- Born: 7 March 1909 Split, Kingdom of Dalmatia, Austria-Hungary
- Died: 30 December 1997 (aged 88) Zagreb, Croatia
- Education: Académie Royale des Beaux-Arts
- Occupation: Architect

= Stanko Fabris =

Croatian architect

Stanko Fabris (7 March 1909 – 30 December 1997) was a Croatian architect. After completing his secondary education in his hometown of Split, Fabris enrolled at the Académie Royale des Beaux-Arts in Brussels. Following graduation, Fabris worked as a planner in the administration of the Littoral Banovina. From 1942 he worked in Zagreb, first in the Z. Franjetić construction company and later in the Zagreb Designer Bureau where he would spend most of his life before retiring in 1980.

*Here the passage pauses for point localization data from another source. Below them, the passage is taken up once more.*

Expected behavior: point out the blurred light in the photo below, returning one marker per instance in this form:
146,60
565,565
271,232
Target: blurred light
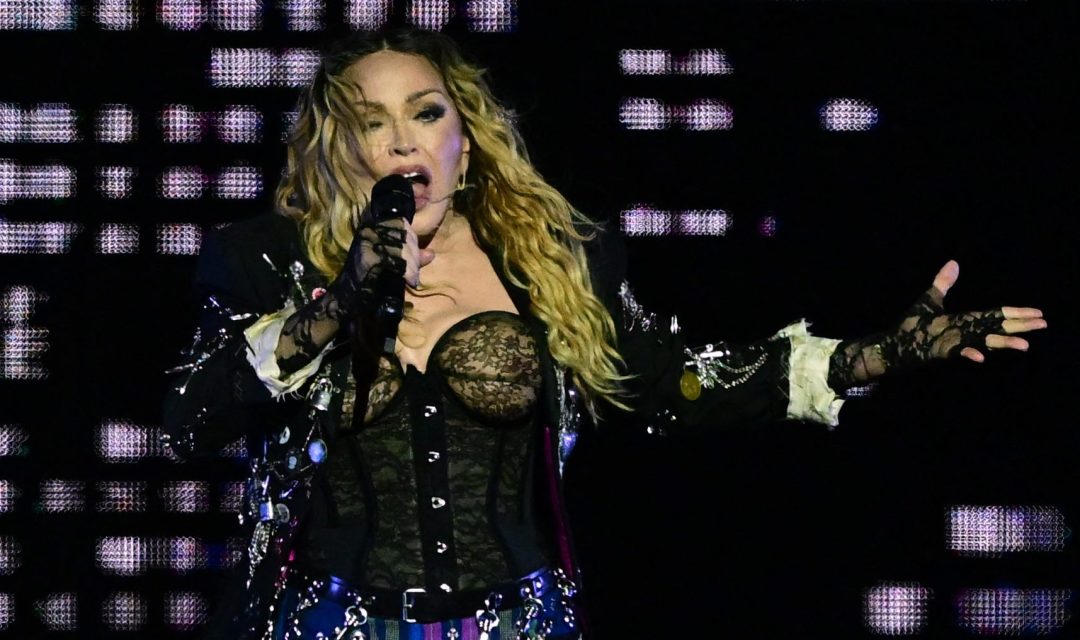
239,124
37,237
180,123
11,555
860,392
23,345
491,16
235,449
262,67
767,226
21,355
115,182
117,123
703,62
302,15
120,440
11,122
50,122
231,498
117,15
896,609
62,496
38,15
185,610
14,440
181,15
179,239
121,496
19,303
239,182
186,496
242,67
116,239
35,181
644,114
124,611
646,220
9,493
705,114
181,182
7,611
661,62
649,220
848,114
1013,612
429,14
237,15
297,67
653,114
996,530
59,612
287,122
122,555
366,14
645,62
703,222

He designed dozens of notable public, residential and industrial buildings; these include houses and flats most of which were built in Split, public buildings such as the County Courthouse in Split, seven schools, numerous wineries and six factories. Two of his works have been given the status of Protected Cultural Heritage of Croatia by the Ministry of Culture; the "Dalmacijavino" winery in the Port of Split (1959), and the six story residential flats in the Vukovarska street in Zagreb built for the Yugoslav Navy. (1956/60).